„Das wirkliche Leben des Jakob Gehherda“ von Bertolt Brecht am
Renaissance-Theater Berlin, Regie Piet Drescher
Maul halten für den Arbeitsplatz
Zuweilen ist die Aufführung eines unvollkommenen, vergessenen Stückes
ein echter Gewinn. Von solch erfreulichem Fall ist jetzt aus dem Berliner
Renaissance-Theater zu berichten. Dort hat Regisseur Piet Dresdner -
erfolgreich am Hause mit Enzensbergers
»Voltaires Neffe« - das aus den Jahren 1936/37 stammende Brecht-Fragment »Das
wirkliche Leben des Jakob Gehherda oder Träume eines Dutzendmenschen« in einer
ergötzenden Inszenierung auf die Bühne gebracht.
Warum das Werk, 1983 von Peter Palitzsch am Düsseldorfer
Schauspielhaus uraufgeführt, Fragment geblieben ist, hat Brecht nie
beantwortet. Seine Biographen erwähnen es kaum, und wenn, dann rügen sie
mangelnde Konzentration. Aber es ist, wie sich herausstellt, »in einer
haltbaren Sprache« (Brecht) gefertigt. Der Dichter hatte sich im dänischen Exil
vorgenommen, »mehr oder weniger auf Vorrat« zu schreiben. »Die Arbeit muß also
aus möglichst dauerhaftem Material bestehen.« Wovon man sich jetzt überzeugen
kann. Der Reiz des Stückes aus Brechts Vorrat besteht sogar in dessen Unfertigkeit,
in der naiv-unbekümmerten Mischung von saloppem Umgang mit Wirklichkeit und kritischer
Aufhellung ihrer - übrigens noch heute typischen - sozialen Konfliktstruktur.
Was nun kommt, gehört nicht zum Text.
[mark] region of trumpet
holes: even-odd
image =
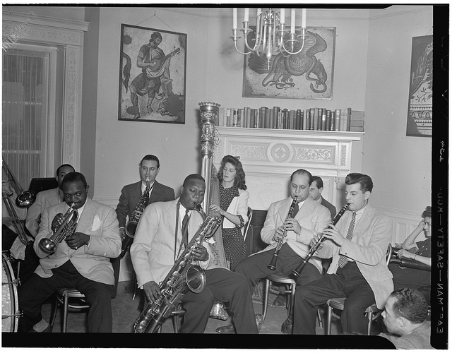
[[[52,229],[54,230],[54,233],[52,237],[40,240],[38,245],[40,249],[44,253],[47,254],[54,253],[58,245],[66,237],[73,234],[76,232],[77,215],[75,214],[74,205],[75,203],[72,203],[64,215],[61,213],[56,215],[52,221]]]
[[[18,195],[17,198],[16,198],[16,205],[20,208],[29,208],[36,201],[36,194],[31,190],[24,191],[18,181],[16,179],[16,176],[14,176],[14,174],[3,158],[1,159],[1,167],[7,175],[7,180],[13,181],[13,187],[16,191],[16,193]]]
[[[340,209],[340,210],[338,213],[338,214],[334,217],[333,220],[328,225],[327,228],[331,228],[331,225],[335,225],[338,222],[339,222],[339,220],[340,219],[340,217],[343,215],[343,214],[345,213],[345,211],[348,209],[349,205],[350,205],[350,203],[346,203],[344,205],[344,207],[343,207]],[[315,252],[319,249],[319,246],[320,246],[320,244],[326,239],[326,238],[325,237],[325,236],[322,234],[321,237],[319,239],[317,242],[315,244],[314,244],[312,246],[311,246],[311,249],[308,251],[308,253],[306,256],[306,258],[304,258],[303,259],[303,261],[299,265],[299,266],[298,266],[295,270],[292,270],[292,273],[294,274],[294,275],[295,275],[295,277],[299,277],[299,274],[303,270],[303,268],[304,268],[304,266],[306,266],[307,265],[307,263],[309,261],[309,260],[311,259],[311,258],[314,256]]]
[[[294,213],[294,208],[297,204],[297,196],[294,197],[293,201],[292,201],[292,204],[290,205],[290,208],[289,208],[289,212],[287,213],[286,220],[292,217],[292,215]],[[275,249],[275,252],[273,253],[273,256],[271,258],[271,261],[270,261],[270,264],[267,266],[269,270],[276,270],[276,261],[278,260],[278,256],[280,253],[280,250],[281,250],[281,246],[282,246],[282,242],[284,241],[284,238],[286,237],[287,234],[287,229],[284,227],[284,232],[281,237],[278,239],[278,243],[276,244],[276,249]]]

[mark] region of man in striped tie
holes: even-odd
[[[340,316],[343,333],[367,334],[366,309],[374,304],[380,309],[384,308],[393,289],[393,276],[386,265],[392,222],[369,205],[372,189],[368,175],[350,173],[345,178],[350,212],[335,226],[323,230],[326,240],[316,255],[333,258],[327,274],[297,288],[294,334],[315,335],[317,306],[331,298],[346,298]],[[320,235],[314,237],[311,245]]]

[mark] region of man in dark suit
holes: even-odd
[[[88,190],[82,174],[68,173],[63,180],[64,202],[48,207],[42,213],[33,245],[40,265],[18,289],[19,309],[23,311],[19,320],[22,332],[52,331],[42,318],[41,305],[62,287],[75,288],[85,294],[90,306],[89,332],[112,330],[111,292],[114,277],[109,258],[121,252],[118,220],[113,208],[89,198]],[[68,217],[76,220],[74,232],[64,234],[65,239],[49,254],[40,246],[40,241],[54,234],[57,221],[73,203],[75,212]]]
[[[331,220],[333,220],[334,216],[336,215],[336,208],[322,197],[323,181],[320,176],[317,176],[316,175],[314,175],[312,179],[314,181],[312,181],[312,184],[311,184],[311,186],[309,188],[309,197],[314,201],[318,202],[328,208],[331,214]]]
[[[126,234],[126,225],[128,217],[129,220],[132,217],[134,214],[133,210],[138,201],[143,196],[147,187],[149,187],[150,190],[144,208],[148,205],[157,201],[172,201],[175,198],[173,189],[161,184],[155,180],[158,172],[160,171],[160,162],[156,156],[153,155],[145,155],[140,162],[138,171],[141,180],[136,183],[126,185],[122,188],[121,196],[119,196],[119,202],[116,208],[123,246],[128,237]],[[142,213],[143,210],[141,210],[141,212]],[[135,215],[137,214],[141,216],[140,212],[135,213]],[[124,253],[123,249],[121,255],[124,256]],[[112,261],[113,268],[114,268],[115,277],[119,275],[120,261],[121,257]],[[117,280],[116,283],[117,283]]]

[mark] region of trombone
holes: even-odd
[[[16,205],[20,208],[26,208],[31,206],[36,200],[36,194],[31,191],[23,191],[22,187],[20,186],[20,184],[18,183],[18,181],[11,172],[11,169],[8,167],[8,164],[4,160],[3,160],[3,159],[2,168],[6,173],[6,181],[9,181],[10,180],[11,180],[13,181],[13,187],[14,188],[16,193],[18,194],[18,196],[16,198]],[[2,192],[2,198],[4,203],[5,203],[8,214],[9,215],[9,217],[11,218],[11,220],[11,220],[11,222],[13,222],[14,229],[16,229],[16,232],[20,241],[22,241],[24,244],[28,245],[29,241],[27,239],[23,225],[19,220],[19,217],[17,215],[17,213],[14,209],[14,205],[13,203],[13,201],[11,200],[11,196]]]

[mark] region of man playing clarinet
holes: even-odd
[[[392,222],[369,205],[373,186],[368,175],[346,176],[348,211],[323,230],[326,240],[317,249],[320,258],[333,257],[331,265],[322,278],[297,288],[294,334],[315,335],[317,306],[331,298],[346,298],[340,316],[343,333],[367,334],[364,311],[374,304],[383,309],[393,289],[386,260]],[[316,235],[311,246],[321,235]]]
[[[331,220],[330,212],[324,206],[309,198],[309,186],[312,175],[304,169],[298,169],[290,176],[290,196],[272,203],[268,208],[263,228],[262,240],[269,244],[263,251],[249,256],[235,268],[235,272],[244,275],[253,286],[262,278],[275,273],[286,275],[292,273],[309,250],[309,244],[316,233],[321,232]],[[292,215],[291,205],[296,199]],[[287,217],[287,215],[290,217]],[[283,237],[285,235],[285,237]],[[268,268],[275,253],[276,245],[282,239],[282,245],[278,253],[274,270]],[[319,258],[311,258],[304,273],[297,279],[298,285],[304,285],[320,278],[322,265]],[[218,328],[220,333],[230,333],[234,327]],[[292,317],[282,324],[284,333],[292,333]]]

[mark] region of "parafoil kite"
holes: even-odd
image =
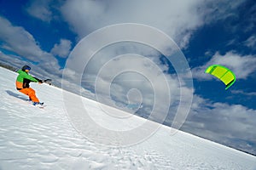
[[[228,89],[236,82],[236,75],[230,69],[220,65],[212,65],[207,68],[205,72],[221,80],[226,85],[225,89]]]

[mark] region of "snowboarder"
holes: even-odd
[[[34,105],[43,105],[44,103],[39,102],[39,99],[36,96],[35,90],[29,87],[29,83],[31,82],[42,83],[43,81],[29,75],[28,72],[30,71],[30,66],[24,65],[21,70],[19,70],[17,71],[19,73],[19,76],[16,79],[16,88],[17,90],[19,90],[19,92],[28,95],[29,100],[31,100]]]

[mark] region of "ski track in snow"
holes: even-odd
[[[39,109],[15,90],[16,73],[0,68],[0,75],[1,170],[256,170],[255,156],[186,133],[170,135],[170,128],[165,126],[133,146],[97,144],[73,128],[65,112],[61,89],[32,84],[47,105]],[[93,110],[94,102],[87,102]]]

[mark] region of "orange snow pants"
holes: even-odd
[[[20,92],[26,95],[28,95],[29,98],[31,99],[31,100],[32,100],[33,102],[39,102],[39,99],[36,96],[35,90],[32,89],[32,88],[25,88],[19,90],[19,92]]]

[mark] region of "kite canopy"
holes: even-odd
[[[228,89],[236,82],[235,74],[228,68],[219,65],[210,65],[206,71],[206,73],[211,74],[219,80],[221,80],[225,85],[225,89]]]

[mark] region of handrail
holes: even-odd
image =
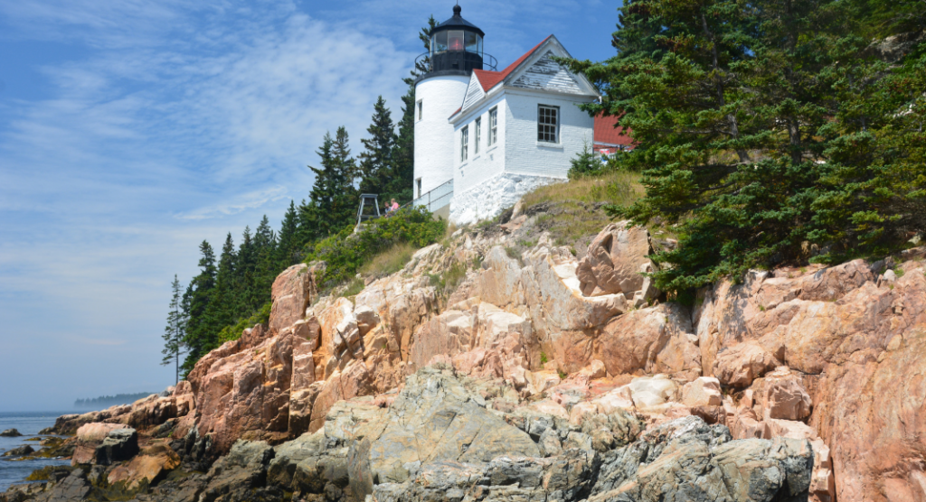
[[[450,203],[450,199],[454,196],[454,180],[453,178],[441,183],[440,185],[431,189],[430,190],[422,193],[418,199],[405,204],[402,206],[406,207],[417,207],[419,205],[425,206],[428,211],[433,212],[433,208],[436,206],[437,209],[444,207],[444,205]]]
[[[464,53],[464,52],[467,52],[467,51],[446,51],[446,52]],[[477,53],[469,53],[469,54],[477,54]],[[429,71],[429,72],[432,71],[432,67],[431,67],[431,52],[422,53],[422,54],[419,55],[418,57],[415,58],[415,67],[416,68],[418,67],[418,66],[419,64],[426,66],[427,67],[427,71]],[[487,69],[487,70],[490,70],[490,71],[498,71],[496,69],[497,67],[498,67],[498,60],[495,59],[495,56],[492,55],[491,54],[482,53],[482,69]]]

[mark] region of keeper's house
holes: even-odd
[[[616,118],[579,104],[601,99],[554,60],[569,54],[550,35],[501,71],[485,33],[460,17],[431,35],[430,71],[415,85],[415,201],[465,225],[491,217],[540,185],[566,179],[587,142],[603,153],[629,145]]]

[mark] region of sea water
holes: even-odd
[[[39,431],[55,425],[55,419],[66,413],[57,412],[14,412],[0,413],[0,431],[17,429],[22,435],[19,437],[0,437],[0,454],[23,445],[30,445],[38,450],[41,446],[38,441],[26,441],[36,437]],[[24,483],[27,476],[36,469],[46,465],[68,465],[70,460],[60,459],[37,459],[34,460],[10,461],[7,458],[0,458],[0,493],[6,492],[10,484]]]

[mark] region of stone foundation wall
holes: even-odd
[[[537,187],[563,181],[566,178],[545,176],[508,173],[495,176],[463,193],[454,194],[450,202],[450,223],[464,226],[494,217]]]

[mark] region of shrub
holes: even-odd
[[[411,261],[418,248],[407,242],[400,242],[380,252],[362,267],[360,274],[374,277],[389,275],[402,270]]]
[[[405,208],[388,218],[380,218],[362,230],[345,227],[336,235],[307,246],[306,263],[320,261],[325,270],[316,279],[330,289],[357,273],[377,253],[398,244],[423,248],[444,237],[446,222],[434,220],[424,208]]]
[[[219,343],[223,344],[225,342],[237,340],[241,337],[243,331],[249,327],[253,327],[256,324],[266,324],[270,320],[270,308],[273,306],[272,301],[268,301],[264,303],[260,310],[251,314],[250,317],[242,317],[233,325],[225,326],[221,331],[219,332]]]

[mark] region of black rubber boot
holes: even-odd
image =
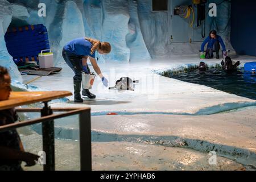
[[[214,44],[214,51],[216,52],[216,59],[220,59],[220,55],[218,55],[220,48],[220,43],[218,41],[216,41]]]
[[[83,102],[84,100],[81,98],[81,81],[74,80],[74,101],[75,102]]]
[[[218,51],[216,51],[216,59],[220,59],[220,55],[218,55]]]
[[[83,95],[84,96],[87,96],[90,98],[96,98],[96,96],[95,96],[94,94],[90,93],[88,89],[83,89],[82,91],[82,95]]]

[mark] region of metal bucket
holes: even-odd
[[[205,59],[205,51],[199,51],[200,59]]]
[[[225,60],[226,56],[229,56],[229,52],[230,52],[230,50],[226,50],[226,51],[222,52],[222,56],[223,59]]]
[[[94,78],[94,73],[85,73],[82,72],[82,88],[85,89],[91,89]]]

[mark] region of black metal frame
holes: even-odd
[[[48,101],[43,102],[44,107],[41,108],[17,108],[17,112],[40,112],[41,118],[0,126],[0,132],[17,127],[42,123],[43,150],[46,154],[44,171],[55,170],[54,119],[79,114],[79,132],[80,149],[80,169],[92,170],[92,143],[90,126],[90,108],[51,108]],[[65,111],[54,114],[53,111]]]

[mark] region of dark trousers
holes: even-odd
[[[208,46],[208,45],[207,45]],[[220,51],[220,42],[218,41],[216,41],[213,47],[212,48],[207,48],[205,52],[205,58],[210,59],[213,57],[213,52],[216,52],[216,54],[218,55],[218,52]]]
[[[78,56],[66,50],[64,48],[62,50],[62,56],[66,61],[68,66],[72,69],[75,73],[73,77],[75,81],[82,81],[82,56]],[[86,64],[87,69],[90,72],[90,69],[89,68],[88,64]]]

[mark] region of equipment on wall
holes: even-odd
[[[195,13],[191,5],[181,5],[175,7],[174,10],[174,14],[175,15],[179,15],[182,18],[188,18],[189,23],[189,27],[193,28],[193,23],[194,23],[195,20]],[[189,18],[191,14],[192,14],[193,18],[191,23]]]
[[[203,38],[205,36],[205,3],[207,0],[201,0],[197,5],[197,27],[201,26],[201,35]]]

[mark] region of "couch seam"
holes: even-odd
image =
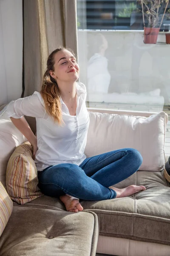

Der »Dutzendmensch« Jakob Gehherda arbeitet als »zweiter
Kellner« in einer in schwierigen Zeiten heruntergekommenen Gastwirtschaft.
Wobei, wenn man es recht bedenkt, von Brecht nicht nur eine miese Kneipe
irgendwo an der Spree oder in Florida gemeint sein kann, sondern auch ein
krisengeschüttelter Staat, dessen Durchschnittsbürger mit Ach und Krach durchs
Leben kommen. Gehherda schafft es gerade noch, weil er sich demütig anpaßt und
für seinen Arbeitsplatz konsequent das Maul hält. Aber immerhin träumt er
davon, sich nicht feige wegzuducken. Tapfer sagt er im Traum die Wahrheit, daß
z.B. rüde aufdringliche junge Gäste eines Segelklubs das Abwaschmädchen Sylvia
(Fritzi Haberlandt) belästigten. Er schwingt sich sogar zu ihrem Retter auf,
sorgt als »schwarzer Ritter« für Gerechtigkeit. Damit nicht genug! Brecht,
dieser dialektische Fuchs, assoziiert, daß »Dutzendmensch« Gehherda leider auch
das Zeug in sich hat, über Nacht ein kleiner Hitler zu werden, der
beispielsweise die Frau Lange, die Köchin (Heike Jonca), tyrannisiert.
Die bizarr-phantastischen wie die alltäglich-realen
Vorgänge inszenierte Piet Drescher im Bühnenbild Helmut Stürmers mit viel Herz,
klarem Kopf und lockerer Hand fabeldienlich präzis und im Detail gut differenziert.
Der Abend wird nie vordergründig didaktisch, bleibt durchgängig vergnüglich, ein
fröhlich hintergründiges Spektakel mit dem Flair der Dreigroschenoper. Für
intelligenten, zugleich zauberhaft naiven Spaß sorgen auch die Songs, die
musikalischen Ensembles und die Chöre, von Uwe Lohse komponiert, in ihrer
sarkastisch-spritzigen Art an Kurt Weill oder Hanns Eisler erinnernd.
Im Mittelpunkt Matthias Günther als Gehherda. Der
hochsensible Schauspieler, prädestiniert für empfindsame Innerlichkeit, führt
ein armes, gebeuteltes Wesen vor, das sich quält, weil es sich nicht wohlfühlt
in einer Haut, die die Umstände derb gegerbt haben. Aus eingefallenen, dunklen
Höhlen blitzen scheu muntere Äuglein, künden von wacher Sehnsucht nach einem
besseren Leben.
Für den rundum gelungenen Abend zur Premiere stürmischer Beifall.